Cardinal Calls for Keeping Celibacy Rule

Vatican City - A senior cardinal warned Wednesday that relaxing the Roman Catholic Church's rule on celibacy for priests would be a "serious error," countering calls by reformers that allowing them to marry would help resolve a shortage of clergymen.

Cardinal George Pell, archbishop of Sydney, Australia, delivered the strongest defense of celibacy yet to the Synod of Bishops, a meeting that gives Pope Benedict XVI recommendations on running the church.

Pell praised what he called the "ancient tradition and life-giving discipline of mandatory celibacy."

"To loosen this tradition now would be a serious error, which would provoke confusion in the mission areas and would not strengthen spiritual vitality" in the developed world, Pell said.

"It would be a departure from the practice of the Lord himself, bring significant practical disadvantages to the work of the church," he said in remarks from the closed-door meeting distributed to reporters.

The priest shortage has been a major topic at the synod, but there have been no explicit recommendations to relax the celibacy requirement for priests to combat it, the Rev.
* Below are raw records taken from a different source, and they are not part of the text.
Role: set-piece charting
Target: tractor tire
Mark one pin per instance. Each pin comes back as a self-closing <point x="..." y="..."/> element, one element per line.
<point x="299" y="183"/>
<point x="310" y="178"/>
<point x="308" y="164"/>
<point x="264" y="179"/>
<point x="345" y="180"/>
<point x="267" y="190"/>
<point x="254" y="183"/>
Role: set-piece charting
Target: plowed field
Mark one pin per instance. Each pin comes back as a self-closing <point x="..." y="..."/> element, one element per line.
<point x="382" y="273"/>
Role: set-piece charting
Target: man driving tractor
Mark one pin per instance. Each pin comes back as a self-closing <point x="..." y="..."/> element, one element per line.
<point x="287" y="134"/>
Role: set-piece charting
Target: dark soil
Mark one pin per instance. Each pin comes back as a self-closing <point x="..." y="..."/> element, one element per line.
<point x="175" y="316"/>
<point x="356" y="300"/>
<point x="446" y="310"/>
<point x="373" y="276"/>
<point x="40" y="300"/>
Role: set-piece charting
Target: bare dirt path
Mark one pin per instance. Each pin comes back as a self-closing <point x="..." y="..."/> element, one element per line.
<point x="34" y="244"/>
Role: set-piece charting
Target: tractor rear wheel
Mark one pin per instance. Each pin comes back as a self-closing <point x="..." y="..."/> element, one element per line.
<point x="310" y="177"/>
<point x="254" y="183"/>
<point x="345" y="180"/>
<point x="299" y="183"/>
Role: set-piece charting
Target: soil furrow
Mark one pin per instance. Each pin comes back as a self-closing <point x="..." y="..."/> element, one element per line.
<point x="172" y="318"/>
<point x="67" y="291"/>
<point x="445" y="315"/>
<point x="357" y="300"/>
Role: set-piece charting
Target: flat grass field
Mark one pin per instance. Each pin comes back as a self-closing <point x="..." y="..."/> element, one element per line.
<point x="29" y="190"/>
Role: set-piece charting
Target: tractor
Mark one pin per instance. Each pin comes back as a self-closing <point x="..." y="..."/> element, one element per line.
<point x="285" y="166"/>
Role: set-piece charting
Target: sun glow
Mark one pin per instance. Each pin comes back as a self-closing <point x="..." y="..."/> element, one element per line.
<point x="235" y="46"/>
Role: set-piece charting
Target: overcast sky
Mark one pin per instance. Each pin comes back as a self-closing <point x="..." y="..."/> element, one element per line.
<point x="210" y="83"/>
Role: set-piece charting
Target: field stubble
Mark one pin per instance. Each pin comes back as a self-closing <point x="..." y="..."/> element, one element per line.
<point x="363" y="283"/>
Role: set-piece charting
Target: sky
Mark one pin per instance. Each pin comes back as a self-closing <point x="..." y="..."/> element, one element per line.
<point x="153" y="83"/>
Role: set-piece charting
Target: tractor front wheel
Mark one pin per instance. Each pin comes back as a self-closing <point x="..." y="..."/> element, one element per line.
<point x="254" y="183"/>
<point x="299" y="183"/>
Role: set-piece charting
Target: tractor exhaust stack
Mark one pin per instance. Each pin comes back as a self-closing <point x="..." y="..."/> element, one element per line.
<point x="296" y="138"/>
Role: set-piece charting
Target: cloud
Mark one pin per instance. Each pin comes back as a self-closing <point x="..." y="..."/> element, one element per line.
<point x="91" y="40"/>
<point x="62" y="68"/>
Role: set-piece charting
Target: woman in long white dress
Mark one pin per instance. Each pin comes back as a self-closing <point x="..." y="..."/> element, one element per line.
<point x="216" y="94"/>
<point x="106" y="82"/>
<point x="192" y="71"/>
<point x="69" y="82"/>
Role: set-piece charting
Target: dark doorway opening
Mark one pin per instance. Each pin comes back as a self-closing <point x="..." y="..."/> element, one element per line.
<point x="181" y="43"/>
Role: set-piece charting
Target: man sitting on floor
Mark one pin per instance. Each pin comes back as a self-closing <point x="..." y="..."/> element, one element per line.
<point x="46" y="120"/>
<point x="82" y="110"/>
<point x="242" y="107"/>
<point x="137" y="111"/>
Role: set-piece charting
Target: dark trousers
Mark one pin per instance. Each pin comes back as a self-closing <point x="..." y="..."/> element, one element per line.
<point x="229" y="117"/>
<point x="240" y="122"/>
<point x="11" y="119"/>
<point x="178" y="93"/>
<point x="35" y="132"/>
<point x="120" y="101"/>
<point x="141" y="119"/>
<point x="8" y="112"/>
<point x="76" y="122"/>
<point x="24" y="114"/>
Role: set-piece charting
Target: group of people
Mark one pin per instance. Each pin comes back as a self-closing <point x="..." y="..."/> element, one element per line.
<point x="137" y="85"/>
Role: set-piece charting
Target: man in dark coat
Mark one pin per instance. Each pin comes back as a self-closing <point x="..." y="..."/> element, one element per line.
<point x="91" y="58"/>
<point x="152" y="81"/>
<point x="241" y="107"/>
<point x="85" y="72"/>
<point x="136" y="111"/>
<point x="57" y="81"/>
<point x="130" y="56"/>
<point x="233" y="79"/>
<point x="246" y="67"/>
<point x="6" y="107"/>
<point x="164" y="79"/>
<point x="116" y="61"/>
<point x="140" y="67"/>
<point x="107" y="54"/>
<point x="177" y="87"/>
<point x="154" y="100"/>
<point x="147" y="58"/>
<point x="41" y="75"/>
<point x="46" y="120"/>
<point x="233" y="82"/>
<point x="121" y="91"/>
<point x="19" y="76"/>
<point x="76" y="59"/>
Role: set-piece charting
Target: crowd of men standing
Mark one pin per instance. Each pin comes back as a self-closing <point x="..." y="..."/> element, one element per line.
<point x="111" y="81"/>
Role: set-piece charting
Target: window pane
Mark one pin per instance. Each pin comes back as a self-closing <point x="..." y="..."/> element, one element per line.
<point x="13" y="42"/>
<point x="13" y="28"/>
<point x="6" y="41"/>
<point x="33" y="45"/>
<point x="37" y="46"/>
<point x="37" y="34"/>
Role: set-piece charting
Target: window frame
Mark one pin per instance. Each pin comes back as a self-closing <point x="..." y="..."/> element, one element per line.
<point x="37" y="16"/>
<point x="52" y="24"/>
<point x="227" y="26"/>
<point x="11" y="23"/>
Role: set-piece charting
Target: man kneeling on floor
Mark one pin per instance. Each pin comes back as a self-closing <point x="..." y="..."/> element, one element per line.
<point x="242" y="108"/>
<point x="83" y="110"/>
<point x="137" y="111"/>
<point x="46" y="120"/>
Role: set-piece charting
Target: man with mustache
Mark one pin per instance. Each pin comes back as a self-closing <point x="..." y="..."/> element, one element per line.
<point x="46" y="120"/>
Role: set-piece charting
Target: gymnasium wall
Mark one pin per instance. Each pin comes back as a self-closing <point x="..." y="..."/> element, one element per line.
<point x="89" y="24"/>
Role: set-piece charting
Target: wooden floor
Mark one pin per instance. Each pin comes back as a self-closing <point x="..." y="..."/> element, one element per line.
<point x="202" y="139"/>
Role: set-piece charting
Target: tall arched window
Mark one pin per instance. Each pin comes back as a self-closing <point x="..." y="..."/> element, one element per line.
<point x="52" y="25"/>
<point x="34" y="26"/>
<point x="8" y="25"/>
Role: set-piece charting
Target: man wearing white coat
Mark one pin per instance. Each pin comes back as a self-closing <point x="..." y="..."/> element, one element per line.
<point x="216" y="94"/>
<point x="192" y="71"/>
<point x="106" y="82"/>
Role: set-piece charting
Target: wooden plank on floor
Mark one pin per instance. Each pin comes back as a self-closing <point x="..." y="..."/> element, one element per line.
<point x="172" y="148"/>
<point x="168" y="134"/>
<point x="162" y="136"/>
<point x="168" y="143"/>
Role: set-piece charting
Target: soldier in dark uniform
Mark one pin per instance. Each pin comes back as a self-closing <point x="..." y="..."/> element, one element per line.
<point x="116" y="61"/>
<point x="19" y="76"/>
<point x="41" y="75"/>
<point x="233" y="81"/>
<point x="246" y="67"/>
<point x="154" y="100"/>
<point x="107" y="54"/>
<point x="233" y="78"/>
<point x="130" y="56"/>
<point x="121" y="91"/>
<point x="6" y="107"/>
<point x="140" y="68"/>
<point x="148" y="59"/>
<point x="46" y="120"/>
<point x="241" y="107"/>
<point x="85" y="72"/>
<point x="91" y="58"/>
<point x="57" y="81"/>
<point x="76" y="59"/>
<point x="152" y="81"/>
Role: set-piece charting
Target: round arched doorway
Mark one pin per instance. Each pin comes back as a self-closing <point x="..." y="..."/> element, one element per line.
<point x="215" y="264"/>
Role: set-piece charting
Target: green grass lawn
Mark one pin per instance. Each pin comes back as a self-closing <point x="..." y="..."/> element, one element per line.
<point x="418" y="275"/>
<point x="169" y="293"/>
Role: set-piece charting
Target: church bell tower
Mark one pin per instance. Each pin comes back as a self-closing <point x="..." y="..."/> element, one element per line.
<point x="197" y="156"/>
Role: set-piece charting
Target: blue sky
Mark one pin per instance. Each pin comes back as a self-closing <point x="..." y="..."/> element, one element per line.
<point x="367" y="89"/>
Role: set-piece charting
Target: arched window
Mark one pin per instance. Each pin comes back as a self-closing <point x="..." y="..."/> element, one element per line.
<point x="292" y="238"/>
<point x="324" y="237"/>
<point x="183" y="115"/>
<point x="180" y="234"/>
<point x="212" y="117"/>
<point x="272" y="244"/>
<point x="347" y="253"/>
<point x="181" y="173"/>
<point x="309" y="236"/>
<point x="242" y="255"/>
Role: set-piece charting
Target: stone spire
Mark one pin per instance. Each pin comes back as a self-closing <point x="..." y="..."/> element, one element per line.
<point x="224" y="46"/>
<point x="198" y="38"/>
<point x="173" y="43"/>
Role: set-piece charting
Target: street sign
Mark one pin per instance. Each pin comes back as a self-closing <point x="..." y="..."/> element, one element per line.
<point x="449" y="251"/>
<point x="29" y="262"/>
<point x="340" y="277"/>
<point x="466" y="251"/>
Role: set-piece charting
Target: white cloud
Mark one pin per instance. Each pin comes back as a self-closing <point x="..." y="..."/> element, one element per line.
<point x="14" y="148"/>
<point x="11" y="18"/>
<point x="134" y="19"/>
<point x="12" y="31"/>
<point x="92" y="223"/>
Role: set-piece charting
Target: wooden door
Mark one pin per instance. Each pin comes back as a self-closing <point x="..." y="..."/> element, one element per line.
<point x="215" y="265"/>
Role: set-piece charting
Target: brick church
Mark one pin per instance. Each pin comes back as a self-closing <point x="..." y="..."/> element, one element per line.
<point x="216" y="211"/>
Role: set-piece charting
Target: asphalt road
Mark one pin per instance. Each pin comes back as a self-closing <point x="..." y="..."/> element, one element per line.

John Bartunek, a synod spokesman, said Wednesday.

Some liberal Catholics and church reform groups say removing the celibacy rule for priests would encourage more men to join the priesthood and alleviate the shortage, which has forced the closure of hundreds of churches and clustering together of others.

At the synod, most of the bishops who have raised the shortage have suggested that the church better redistribute the priests it has.

Some Eastern rite Catholic prelates — who are allowed to marry — have told the synod that a married priesthood introduced different problems, such as the financial strain on dioceses providing for a priests' family.

In another major issue, ecumenical delegates to the meeting of bishops urged the church to more readily allow non-Catholic Christians to receive Holy Communion, saying it could help foster unity.

Catholic teaching says Communion can only be given to non-Catholic Christians under certain circumstances, primarily because of differing interpretations of the sacrament. They can receive Communion if they desire it, request it and "manifest the faith" that Catholics profess toward the sacrament.

Per Lonning, the bishop emeritus of the Lutheran Church in Norway, criticized the synod's working document, which scolded non-Catholic Christians for erroneously seeking Communion in Catholic churches.

Lonning said the reference made him "very sad" and suggested that if the document's references to the issue are published as the "official voice" of the Roman Catholic Church, ecumenical progress could be set back.